- Church: Catholic Church
- Diocese: Mysore
- Installed: 16 November 1963
- Term ended: 9 May 1985
- Predecessor: René Feuga

Orders
- Ordination: 16 November 1963
- Consecration: 3 February 1964

Personal details
- Born: 4 November 1917 São Matias, Goa, India
- Died: 9 May 1985 (aged 67)
- Buried: St. Philomena's Cathedral, Mysore
- Denomination: Roman Catholic
- Residence: Mysore
- Alma mater: Rachol Seminary

= Mathias Fernandes =

Roman Catholic bishop (1917–1985)

Bishop Mathias Sebastião Francisco Fernandes (4 November 1917 — 9 May 1985) was a Roman Catholic bishop, the first native to be bishop of Diocese of Mysore in Mysore, India (16 November 1963 — 9 May 1985). His tenure was marked by the introduction of a number of religious orders offering educational opportunities within the diocese. He was of Goan origin.

== Priest, Bishop ==
Fernandes was born on 4 November 1917 in São Matias, Goa. He attended Rachol Seminary and was ordained priest on 26 October 1944. He served as parish priest of the St. Philomena's Cathedral in Mysore and later as Bishop of Mysore (16 November 1963 — 9 May 1985, consecrated 3 February 1964). Bishop Mathias attended Sessions 3 and 4 of the Vatican Council II.

== Contributions ==

=== Educational ===
Bishop Fernandes supported efforts of the church in establishing schools in the diocese.

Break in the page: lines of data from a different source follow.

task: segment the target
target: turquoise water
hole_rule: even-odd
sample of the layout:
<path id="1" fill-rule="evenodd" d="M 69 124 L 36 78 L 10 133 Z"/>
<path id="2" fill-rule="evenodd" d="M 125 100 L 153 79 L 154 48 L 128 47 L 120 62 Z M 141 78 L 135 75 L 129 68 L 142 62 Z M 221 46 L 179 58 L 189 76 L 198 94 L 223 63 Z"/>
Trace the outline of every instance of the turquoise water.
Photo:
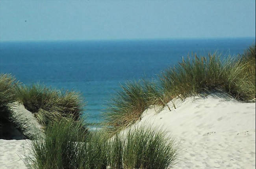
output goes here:
<path id="1" fill-rule="evenodd" d="M 0 73 L 30 85 L 40 82 L 81 92 L 91 122 L 100 121 L 120 83 L 157 74 L 192 51 L 242 53 L 255 38 L 0 42 Z"/>

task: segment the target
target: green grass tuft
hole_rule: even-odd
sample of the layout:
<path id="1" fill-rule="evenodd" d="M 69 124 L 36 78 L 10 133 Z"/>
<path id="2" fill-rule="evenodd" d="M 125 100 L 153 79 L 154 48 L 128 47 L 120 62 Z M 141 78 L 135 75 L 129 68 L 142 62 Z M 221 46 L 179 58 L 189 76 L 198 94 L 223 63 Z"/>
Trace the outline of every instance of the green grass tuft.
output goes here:
<path id="1" fill-rule="evenodd" d="M 17 96 L 28 110 L 35 114 L 39 122 L 46 125 L 51 121 L 70 115 L 78 120 L 82 111 L 79 94 L 54 90 L 40 84 L 20 86 Z"/>
<path id="2" fill-rule="evenodd" d="M 27 132 L 28 125 L 26 119 L 17 116 L 10 108 L 17 100 L 15 94 L 16 88 L 19 84 L 15 77 L 11 74 L 0 74 L 0 127 L 11 124 L 21 133 L 25 134 L 27 138 L 32 138 L 33 136 L 29 134 L 29 132 Z M 7 131 L 0 129 L 0 138 L 10 139 L 9 134 L 11 135 L 12 133 L 8 134 Z"/>
<path id="3" fill-rule="evenodd" d="M 240 57 L 223 58 L 216 53 L 198 57 L 192 53 L 159 75 L 159 82 L 128 82 L 121 86 L 104 114 L 105 123 L 116 132 L 139 120 L 150 105 L 168 106 L 177 97 L 216 91 L 249 101 L 255 97 L 255 45 Z"/>
<path id="4" fill-rule="evenodd" d="M 167 169 L 176 156 L 173 140 L 160 130 L 144 127 L 116 134 L 109 145 L 111 169 Z"/>
<path id="5" fill-rule="evenodd" d="M 146 81 L 128 81 L 111 99 L 104 113 L 109 130 L 116 131 L 140 119 L 142 112 L 157 103 L 160 95 L 156 85 Z"/>
<path id="6" fill-rule="evenodd" d="M 63 118 L 52 121 L 32 141 L 25 163 L 31 169 L 106 168 L 107 142 L 104 135 L 89 132 L 83 123 Z"/>

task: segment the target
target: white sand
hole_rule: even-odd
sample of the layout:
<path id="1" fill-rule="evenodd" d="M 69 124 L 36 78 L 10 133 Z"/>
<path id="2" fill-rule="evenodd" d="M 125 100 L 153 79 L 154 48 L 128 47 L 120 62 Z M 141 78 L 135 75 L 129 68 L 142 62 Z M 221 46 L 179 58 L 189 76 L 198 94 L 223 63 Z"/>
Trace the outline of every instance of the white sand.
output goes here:
<path id="1" fill-rule="evenodd" d="M 23 146 L 27 151 L 30 141 L 28 140 L 6 140 L 0 139 L 0 169 L 26 169 Z"/>
<path id="2" fill-rule="evenodd" d="M 176 99 L 156 113 L 146 110 L 136 124 L 161 127 L 180 145 L 174 169 L 255 168 L 255 103 L 217 94 Z M 136 124 L 135 125 L 136 125 Z M 22 145 L 29 141 L 0 140 L 0 168 L 25 169 Z"/>
<path id="3" fill-rule="evenodd" d="M 171 112 L 146 110 L 137 124 L 160 127 L 176 139 L 174 169 L 255 168 L 255 103 L 219 94 L 174 102 Z"/>

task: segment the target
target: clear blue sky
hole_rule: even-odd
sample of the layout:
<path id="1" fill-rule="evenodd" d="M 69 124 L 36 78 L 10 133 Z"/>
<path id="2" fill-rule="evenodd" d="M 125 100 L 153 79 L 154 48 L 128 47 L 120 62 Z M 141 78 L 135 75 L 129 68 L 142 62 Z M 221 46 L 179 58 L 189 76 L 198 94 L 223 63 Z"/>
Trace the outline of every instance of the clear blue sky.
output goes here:
<path id="1" fill-rule="evenodd" d="M 0 0 L 0 41 L 255 37 L 255 0 Z"/>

With his backing, the Ursuline Sisters to set up a number of schools.
He also supported the work of the Apostolic Carmelites to open a school.
The Congregation of the Sisters of the Little Flower of Bethany open a school during his tenure.
He invited The Sisters of Notre Dame to work in the diocese. They established a high school.
Bishop Fernandes also backed the founding of St. Joseph's College of Education in Mysore.
As was his predecessor, Bishop René Feuga, he was also a patron of St. Philomena’s College in Mysore.
St. Matthias School in Mysore was set up in memory of Bishop Fernandes.
With Fernandes's support, the Little Sisters of the Poor opened a home for the aged in Mysore.

=== Ecclesiastical governance ===
Soon after his consecration, Bishop Fernandes erected a structure for a church in Malavalli, a town in the district of Mandya. The church and parish of the patron saint of the Bishop's ancestral village are dedicated to Saint Mathias.

He enabled the Ursuline Franciscan sisters to establish the Christu Raj Convent, in Hanur, which was established on 11 June 1979.

In 1979, the Bishop requested the Bethany congregation to set up a convent in Kutta, in the Coorg (now Kodagu) district, to meet local educational and pastoral needs. This was inaugurated as the St. Mary in November 1981; it also administers the school of St. Mary's in the same settlement.

Members of the Institute of the Sisters of Charity of Sts. Bartolomea Capitanio and Vincenza Gerosa (SCCG) set up Aashirvad in Krishna Raja Pete, and the school Capitanio Nilaya in the same location, after being invited by the Bishop, to work in education, health-care and socio-pastoral work.

In 1984, Bishop Fernandes invited the Congregation of the Sisters of St. Anne, Bangalore, to start a new foundation at Pushpagiri, Belvathagrama, some 7 km from Mysore city, initially to run the existing Kannada Primary School belonging to the parish and to help in the parish activities. This led to the establishment of the Convent of St. Anne in the village.

Bishop Mathias was able to persuade the Royal Family of Mysore to sell the Rani Thota property to the Discalced Carmelites of the Manjummel Province where they established Pushpagrama in 1962.

Following the Second Vatican Council, which urged that seminarians have graduated before entry into the novitiate, the Society of the Divine Word (Società del Verbo Divino - SVD) in 1972 decided to base their formation house in the city of Mysore, a proposal welcomed by Bishop Fernandes which enabled the establishment of Vidya Niketan in 1974. He was also involved in inaugurating a new system of formation in 1983.

=== Ecumenical, inter-religious dialogue ===
Bishop Fernandes is credited with having initiated and guided the project of producing the first inter-confessional Bible in the Kannada language, completed in 1998.

His web of friendships also spread to people of other religions, as is evidenced by the narrative of Dr. K. Javeed Nayeem, who was entrusted the Bishop's pectoral cross with the charge to hand it over to the Bishop should he survive, or to his successor in the event of his death.

==Death==
Fernandes died of sepsis on 9 May 1985. He is buried in the St. Philomena's Cathedral in Mysore.